When editors ask me, "Is there a Yoast Pro for Umbraco?", I show them Richard Soeteman's SEOChecker. For an extremely reasonable one-time license fee, SEOChecker adds a ton of SEO capability to your Umbraco site. This includes:

  • Sitemaps
  • Robots.txt
  • Redirect Management
  • Validation and editor coaching for metadata
  • Search and Social Media Snippet Preview

and lots more. While it's not quite as robust as something like Yoast, it still provides an insane amount of value in an inexpensive package.

Screenshot of the Umbraco BackOffice.

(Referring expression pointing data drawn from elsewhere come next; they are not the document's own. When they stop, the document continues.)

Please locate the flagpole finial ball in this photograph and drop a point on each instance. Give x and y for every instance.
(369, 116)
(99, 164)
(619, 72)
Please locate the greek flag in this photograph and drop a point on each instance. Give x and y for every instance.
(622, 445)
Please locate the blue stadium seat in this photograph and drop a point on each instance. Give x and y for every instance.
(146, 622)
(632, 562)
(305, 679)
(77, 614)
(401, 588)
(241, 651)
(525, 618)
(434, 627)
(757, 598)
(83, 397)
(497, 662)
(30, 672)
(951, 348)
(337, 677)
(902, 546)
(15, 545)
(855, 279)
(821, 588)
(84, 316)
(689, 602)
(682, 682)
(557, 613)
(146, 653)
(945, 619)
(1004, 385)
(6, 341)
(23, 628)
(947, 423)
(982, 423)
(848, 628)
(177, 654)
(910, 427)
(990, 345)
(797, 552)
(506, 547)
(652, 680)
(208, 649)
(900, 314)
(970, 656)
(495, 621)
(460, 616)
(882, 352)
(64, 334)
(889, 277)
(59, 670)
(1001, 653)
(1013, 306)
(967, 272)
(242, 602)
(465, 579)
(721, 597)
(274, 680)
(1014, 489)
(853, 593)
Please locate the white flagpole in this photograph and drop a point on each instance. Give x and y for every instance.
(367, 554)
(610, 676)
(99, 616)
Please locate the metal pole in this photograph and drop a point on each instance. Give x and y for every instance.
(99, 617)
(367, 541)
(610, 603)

The SeoChecker plugin has added controls to preview search and social listings and provide red or green indicators for how well the page complies with a set of SEO checks.

SEOChecker adds a lot of helpful SEO control to your BackOffice

If you need a no-budget option that still aims to provide an all-in-one solution, have a look at SEOToolkit, which offers a number of the same base features, but doesn't offer editor guidance.

Roll Your Own

If you would prefer to compose your own solution, there are a number of packages that focus on delivering a single piece of the solution:

  • MetaMomentum and SEOVisualiser focus on managing share tags, with previews
  • Blend offers packages that handle sitemaps and robots.txt files
  • WonderSeoChecker embeds lighthouse performance analysis into the Umbraco BackOffice
  • Similarly, AccessibilityReporter provides a robust accessibility report directly in the BackOffice. Not exactly an SEO-focused tool, but again, good accessibility often makes for good SEO, and vice versa

Good accessibility and good SEO go together. AccessibilityReporter is an easy drop-in that's useful on almost any site.

External Services

Finally, there are a lot of subscription services that offer third-party SEO reporting for your site. A lot of the more popular ones have packages that bring their findings right into the BackOffice to streamline your workflow:

Little Things Make a Lot of Difference

Often, good SEO is invisible. You can implement all of the tips in this article and wind up with a page that looks exactly the same to the casual observer. But this is all the more reason to make sure that your builds are performant, accessible, and SEO-friendly. It's time to show all your Yoast-loving editors that you can achieve high-quality SEO results with even less work!